The only way to stop this force is to unplug the internet, to shut down social media. This was the first instinct of the generals in Myanmar. They occupied the internet service providers and hacked away at the cables. But this is not the best way to “break the internet” because, in turn, it breaks the economy.
The Milk Tea Alliance is the internet’s way of channelling the collective consciousness of a region that is famously diverse and defiant of collective action—as ASEAN can attest. It taps into discontent with the regional decline of democracy and into fears about the rise of China.
At best, these fears sublimate into democratic debate; at worst, they dredge up historical prejudices and dangerous tropes. The latter occurred in Indonesia in 2019 during the post-election violence, when viral disinformation spread claiming that China sent soldiers to infiltrate the country to put down the protests and bolster the Jokowi government. 4 The Indonesian police were forced to hold a press conference to debunk the claims, which had targeted several Indonesian police officers with supposedly Chinese features.

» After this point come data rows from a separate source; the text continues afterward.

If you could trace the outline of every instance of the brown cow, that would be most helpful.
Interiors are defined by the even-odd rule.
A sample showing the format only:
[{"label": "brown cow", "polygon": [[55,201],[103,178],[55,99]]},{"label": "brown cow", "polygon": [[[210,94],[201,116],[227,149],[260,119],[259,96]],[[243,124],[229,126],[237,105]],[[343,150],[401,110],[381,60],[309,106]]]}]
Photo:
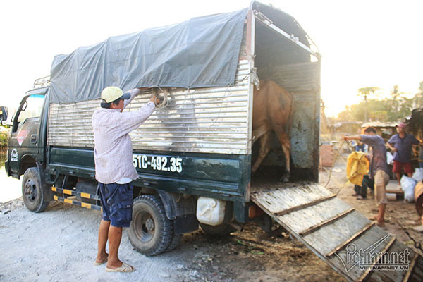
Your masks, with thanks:
[{"label": "brown cow", "polygon": [[289,131],[293,99],[286,90],[271,80],[263,81],[260,90],[255,88],[252,109],[252,136],[260,140],[260,150],[251,168],[254,173],[271,149],[271,131],[274,130],[285,154],[286,173],[282,180],[290,176]]}]

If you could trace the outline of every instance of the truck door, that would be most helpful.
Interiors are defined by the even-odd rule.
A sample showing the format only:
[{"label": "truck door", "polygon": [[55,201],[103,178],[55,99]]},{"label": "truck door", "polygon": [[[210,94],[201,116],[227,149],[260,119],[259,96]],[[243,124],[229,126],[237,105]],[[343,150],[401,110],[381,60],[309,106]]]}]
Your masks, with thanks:
[{"label": "truck door", "polygon": [[39,149],[39,119],[44,102],[44,94],[25,97],[13,117],[8,150],[12,174],[18,175],[23,158],[37,159]]}]

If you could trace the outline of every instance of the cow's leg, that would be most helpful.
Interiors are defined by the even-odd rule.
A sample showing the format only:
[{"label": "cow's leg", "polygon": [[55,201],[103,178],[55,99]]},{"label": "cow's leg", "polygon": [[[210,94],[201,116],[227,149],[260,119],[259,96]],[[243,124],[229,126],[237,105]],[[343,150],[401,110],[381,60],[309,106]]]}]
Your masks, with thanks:
[{"label": "cow's leg", "polygon": [[288,182],[289,178],[290,177],[290,141],[288,135],[284,132],[277,133],[278,139],[282,146],[282,151],[285,154],[285,167],[286,172],[282,175],[281,178],[283,182]]},{"label": "cow's leg", "polygon": [[257,159],[256,159],[254,165],[251,168],[251,172],[254,173],[255,171],[259,168],[263,159],[269,151],[270,151],[270,132],[267,131],[264,135],[262,136],[262,137],[259,140],[260,141],[260,149],[259,151],[259,156],[257,157]]}]

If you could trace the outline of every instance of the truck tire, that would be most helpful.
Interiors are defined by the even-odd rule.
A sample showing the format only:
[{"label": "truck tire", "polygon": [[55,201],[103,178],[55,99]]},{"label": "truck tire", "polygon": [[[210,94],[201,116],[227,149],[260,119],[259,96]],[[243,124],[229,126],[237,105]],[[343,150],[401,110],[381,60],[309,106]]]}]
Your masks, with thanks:
[{"label": "truck tire", "polygon": [[36,167],[26,170],[22,179],[22,197],[26,207],[31,212],[44,212],[49,205],[44,197],[39,171]]},{"label": "truck tire", "polygon": [[158,196],[144,195],[134,200],[128,235],[131,245],[146,256],[159,255],[169,247],[173,225]]},{"label": "truck tire", "polygon": [[216,226],[204,223],[200,223],[200,226],[206,233],[216,237],[224,236],[236,231],[234,227],[226,223],[223,223]]}]

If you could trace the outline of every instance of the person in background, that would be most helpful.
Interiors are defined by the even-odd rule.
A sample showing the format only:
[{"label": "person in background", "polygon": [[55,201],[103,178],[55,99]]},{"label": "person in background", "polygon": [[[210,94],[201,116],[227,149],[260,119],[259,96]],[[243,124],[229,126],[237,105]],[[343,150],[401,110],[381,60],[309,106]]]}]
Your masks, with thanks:
[{"label": "person in background", "polygon": [[405,132],[406,125],[400,123],[396,126],[397,134],[393,135],[386,145],[394,152],[393,166],[392,172],[396,174],[398,185],[401,185],[401,173],[403,168],[408,177],[412,176],[413,169],[411,166],[411,149],[412,146],[422,144],[422,142],[416,139],[411,134]]},{"label": "person in background", "polygon": [[376,129],[372,127],[366,128],[364,135],[343,135],[342,138],[345,141],[361,141],[372,147],[369,168],[370,178],[374,181],[374,199],[379,209],[377,216],[372,219],[375,219],[379,226],[383,226],[385,224],[385,210],[388,203],[385,188],[389,183],[389,168],[388,164],[386,164],[385,141],[377,135]]},{"label": "person in background", "polygon": [[[118,257],[122,228],[132,220],[133,187],[138,178],[133,164],[133,147],[129,133],[141,125],[153,113],[155,95],[137,111],[123,109],[140,93],[139,89],[123,93],[111,86],[102,92],[101,109],[92,117],[94,131],[95,178],[99,183],[103,214],[99,228],[98,253],[94,265],[107,263],[109,272],[132,272],[135,269]],[[106,245],[109,241],[109,254]]]}]

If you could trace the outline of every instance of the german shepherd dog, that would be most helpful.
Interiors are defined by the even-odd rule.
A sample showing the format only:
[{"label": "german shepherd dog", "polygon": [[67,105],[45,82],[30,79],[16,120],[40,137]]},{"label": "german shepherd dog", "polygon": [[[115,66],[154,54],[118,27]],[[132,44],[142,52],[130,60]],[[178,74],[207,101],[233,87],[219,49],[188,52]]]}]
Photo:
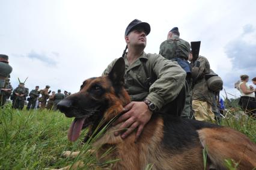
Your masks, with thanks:
[{"label": "german shepherd dog", "polygon": [[[100,122],[102,128],[122,112],[130,102],[124,85],[124,61],[118,59],[107,76],[93,77],[84,82],[80,91],[58,105],[67,117],[75,117],[68,138],[76,141],[81,130],[90,126],[89,136]],[[207,149],[206,169],[227,169],[225,159],[239,163],[237,169],[256,167],[256,145],[241,133],[221,126],[181,118],[169,115],[153,114],[135,142],[135,132],[123,139],[115,136],[120,124],[109,126],[94,146],[99,159],[111,147],[108,156],[120,160],[111,169],[204,169],[203,149]],[[101,160],[99,160],[100,162]]]}]

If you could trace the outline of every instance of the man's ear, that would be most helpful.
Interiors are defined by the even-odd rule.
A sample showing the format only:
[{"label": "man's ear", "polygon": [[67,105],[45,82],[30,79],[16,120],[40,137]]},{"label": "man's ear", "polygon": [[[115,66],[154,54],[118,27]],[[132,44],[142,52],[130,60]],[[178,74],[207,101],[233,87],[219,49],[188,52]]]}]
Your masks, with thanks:
[{"label": "man's ear", "polygon": [[125,64],[123,57],[118,58],[115,61],[108,77],[113,84],[123,85],[124,82]]}]

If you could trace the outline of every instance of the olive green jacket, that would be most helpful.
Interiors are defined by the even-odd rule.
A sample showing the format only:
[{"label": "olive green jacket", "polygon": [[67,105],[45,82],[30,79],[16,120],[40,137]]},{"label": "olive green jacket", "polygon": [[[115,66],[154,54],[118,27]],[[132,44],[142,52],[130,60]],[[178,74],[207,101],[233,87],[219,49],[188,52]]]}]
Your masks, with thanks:
[{"label": "olive green jacket", "polygon": [[39,91],[37,90],[32,90],[29,93],[30,100],[36,101],[38,97],[39,97]]},{"label": "olive green jacket", "polygon": [[[102,76],[108,74],[117,59],[108,66]],[[130,65],[126,55],[124,61],[124,87],[132,101],[143,101],[147,98],[160,109],[175,99],[184,84],[186,72],[177,62],[166,59],[160,55],[143,52]],[[153,84],[150,87],[143,65],[152,79]]]},{"label": "olive green jacket", "polygon": [[159,53],[168,59],[176,57],[187,59],[190,49],[189,43],[177,36],[162,42],[160,45]]},{"label": "olive green jacket", "polygon": [[54,96],[54,103],[57,105],[61,100],[65,98],[63,93],[56,93]]},{"label": "olive green jacket", "polygon": [[[192,99],[212,103],[212,92],[208,88],[207,82],[205,79],[205,74],[210,73],[210,63],[208,59],[203,56],[199,56],[197,61],[199,61],[198,79],[193,80],[194,86],[192,89]],[[192,67],[195,67],[194,62],[191,62]]]}]

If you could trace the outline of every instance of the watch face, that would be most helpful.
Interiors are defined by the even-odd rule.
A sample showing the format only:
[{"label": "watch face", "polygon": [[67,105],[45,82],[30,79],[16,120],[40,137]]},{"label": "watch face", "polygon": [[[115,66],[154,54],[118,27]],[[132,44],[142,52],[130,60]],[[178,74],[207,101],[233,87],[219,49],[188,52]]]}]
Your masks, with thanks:
[{"label": "watch face", "polygon": [[156,105],[151,103],[148,105],[148,108],[151,111],[154,111],[156,109]]}]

The same trope emerged in Myanmar in March, with false claims made in viral posts on Facebook that Chinese soldiers had been flown in to repress the protest movement. 5 The balance of evidence suggests that China did not support the coup in Myanmar—not least because the government of Aung San Suu Kyi was relatively pro-Beijing. But suspicions ran high online anyway, lending an anti-China edge to the protests. Later, Chinese factories in Yangon were burned by unknown assailants, hence the call by non-Chinese foreigners to fly their flags.
Fig. 2: Indonesian anti-Chinese propaganda: “Beware the dragon ordering its domesticated dogs to pounce on the Garuda” (Source: Telegram).
As China rises, we should expect anti-Chinese populism to grow, as old fears blend with new anxieties. Opinion polling by the Pew Research Centre indicates unfavourable views of China spiked globally even prior to the pandemic. 6 The 2001 ISEAS State of Southeast Asia survey of policymakers, academics, think tankers, and businesspeople shows that support for aligning with China versus the US has fallen, despite China’s intense pandemic diplomacy efforts. 7
While most countries of Southeast Asia wish to benefit from economic ties with China, domestic populations are at best sceptical of China’s role. China thus suffers a gap between its hard (military, economic) and soft (cultural) power in Southeast Asia. Leading indicators of this power gap can be detected in the protests that gather force online, where soft power is in the hands of digital natives, not political elites.
To the extent that China’s power gap reflects an elite-popular divide, China is left vulnerable to populist politics in Southeast Asia. Insurgent politicians may seek to exploit anti-China sentiment to gain office—a trend that has emerged most clearly in Indonesia among the Islamist opposition.
Time will tell whether protests in Southeast Asia cohere into democratic movements or devolve into anti-Chinese populism. Outcomes will be determined, in part, by how old institutions respond to the challenge of networked protest in the internet age.